Auflösung des Terror-Fakes erst hinter der Bezahlschranke: Steady prüft Zusammenarbeit mit Rheinneckarblog

Stand nach der Fake News des Rheinneckarblogs ebenfalls in der Kritik: Steady-Macher Sebastian Esser
Stand nach der Fake News des Rheinneckarblogs ebenfalls in der Kritik: Steady-Macher Sebastian Esser

Werden Fake News hinter einer Bezahlschranke veröffentlicht, bekommt das ohnehin verantwortungslose Verhalten eine weitere Dimension – es wird der Eindruck erweckt, Nutzer mit falschen Nachrichten direkt ausnehmen zu wollen. Paywall-Dienstleister stellt das vor eine besondere Herausforderung, wie der aktuelle Fall des Rheinneckarblog von Hardy Prothmann mit seiner Berichterstattung über einen fiktiven Terror-Anschlag in Mannheim zeigt.

Anzeige
Anzeige

Das Rheinneckarblog hat bewusst Fake News verbreitet und am Wochenende einen Terroranschlag in Mannheim vermeldet und gleich 130 Tote dazu erfunden. Um eine Debatte anzustoßen, wie Betreiber Hardy Prothmann anschließend erklärte. Dafür steht er nun massiv in der Kritik. Leser und Medien-Experten werfen ihm verantwortungsloses Verhalten vor, der Presserat wird sich mit dem Fall befassen und selbst die Staatsanwaltschaft prüft nun einen Anfangsverdacht auf eine Straftat.

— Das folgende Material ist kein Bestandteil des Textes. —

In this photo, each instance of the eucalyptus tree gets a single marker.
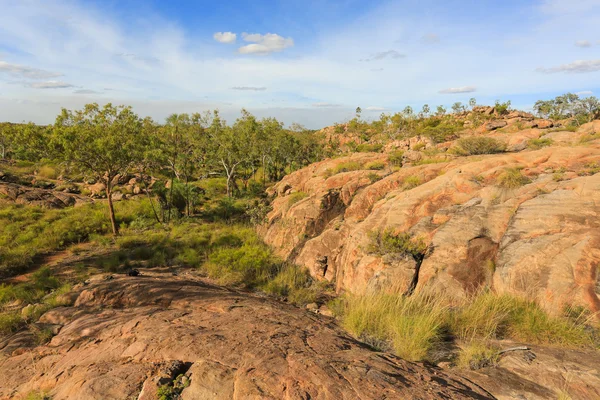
(104, 141)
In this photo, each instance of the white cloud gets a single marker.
(583, 43)
(49, 85)
(225, 37)
(326, 105)
(26, 72)
(250, 88)
(462, 89)
(85, 91)
(430, 38)
(264, 44)
(576, 67)
(374, 108)
(393, 54)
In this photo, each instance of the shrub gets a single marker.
(347, 167)
(373, 177)
(476, 355)
(475, 145)
(512, 178)
(48, 172)
(369, 148)
(10, 322)
(389, 242)
(249, 265)
(395, 158)
(536, 144)
(413, 325)
(296, 197)
(294, 283)
(375, 165)
(411, 182)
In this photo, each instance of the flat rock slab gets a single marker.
(125, 337)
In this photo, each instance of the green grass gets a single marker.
(395, 157)
(296, 197)
(476, 145)
(416, 325)
(411, 326)
(411, 182)
(32, 231)
(477, 354)
(375, 165)
(512, 178)
(347, 167)
(536, 144)
(295, 284)
(369, 148)
(389, 242)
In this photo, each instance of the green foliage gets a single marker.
(369, 148)
(10, 322)
(395, 157)
(389, 242)
(413, 325)
(512, 178)
(474, 145)
(476, 355)
(569, 105)
(252, 264)
(411, 182)
(296, 197)
(537, 144)
(347, 167)
(295, 284)
(502, 108)
(375, 165)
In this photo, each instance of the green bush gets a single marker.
(475, 145)
(347, 167)
(389, 242)
(369, 148)
(375, 165)
(250, 265)
(296, 197)
(536, 144)
(512, 178)
(395, 157)
(411, 182)
(294, 283)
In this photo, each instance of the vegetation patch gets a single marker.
(411, 182)
(476, 145)
(512, 178)
(296, 197)
(536, 144)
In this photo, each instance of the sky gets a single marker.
(306, 61)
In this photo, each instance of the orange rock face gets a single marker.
(540, 238)
(126, 337)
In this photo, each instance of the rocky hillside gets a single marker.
(159, 334)
(524, 220)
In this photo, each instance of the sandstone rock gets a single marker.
(40, 197)
(229, 345)
(536, 245)
(542, 124)
(97, 189)
(491, 126)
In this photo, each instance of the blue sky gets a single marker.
(310, 61)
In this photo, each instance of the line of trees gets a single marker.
(111, 141)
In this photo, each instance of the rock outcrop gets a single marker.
(47, 198)
(126, 337)
(541, 239)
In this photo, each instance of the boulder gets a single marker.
(125, 339)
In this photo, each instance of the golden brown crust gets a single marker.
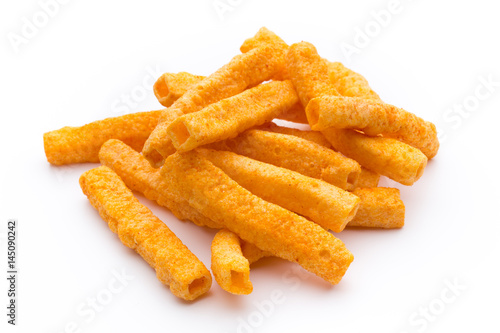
(81, 144)
(268, 226)
(230, 268)
(142, 231)
(380, 207)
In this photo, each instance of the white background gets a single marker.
(76, 68)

Prothmann hat das Experiment, wenn man es so nennen mag, auf höchst fragwürdige Weise durchgeführt. Auch, weil er die ausführliche Falschnachricht bezahlpflichtig gemacht hat. Wer den Bericht in Gänze lesen wollte, musste die Paywall überwinden. Auch die eindeutige Auflösung des „Gonzo-Journaliusmus“, wie Prothmann es nennt, versteckte er dahinter. Im Interview mit MEEDIA hatte er seine Vorgehenweise erläutert und zugegeben, dass die Fake News nicht sofort als solche erkennbar gewesen ist.

Mit seiner Fake News brachte Prothmann am Wochenende nicht nur Sicherheitsbehörden in Bedrängnis – bei der Polizei gingen umgehend Nachfragen besorgter Bürger ein –, sondern auch seine Geschäftspartner. Für die Bezahlschranke arbeitet das Rheinneckarblog mit dem Dienstleister Steady zusammen. Beispielsweise via Twitter wurde dieser auf das eigenartige Verhalten der Plattform hingewiesen und zugleich für die Zusammenarbeit kritisiert. Dessen Gründer und Geschäftsführer Sebastian Esser reagierte zunächst ebenfalls via Twitter und bemühte sich, die Neutralität gegenüber seinen Kunden deutlich zu machen.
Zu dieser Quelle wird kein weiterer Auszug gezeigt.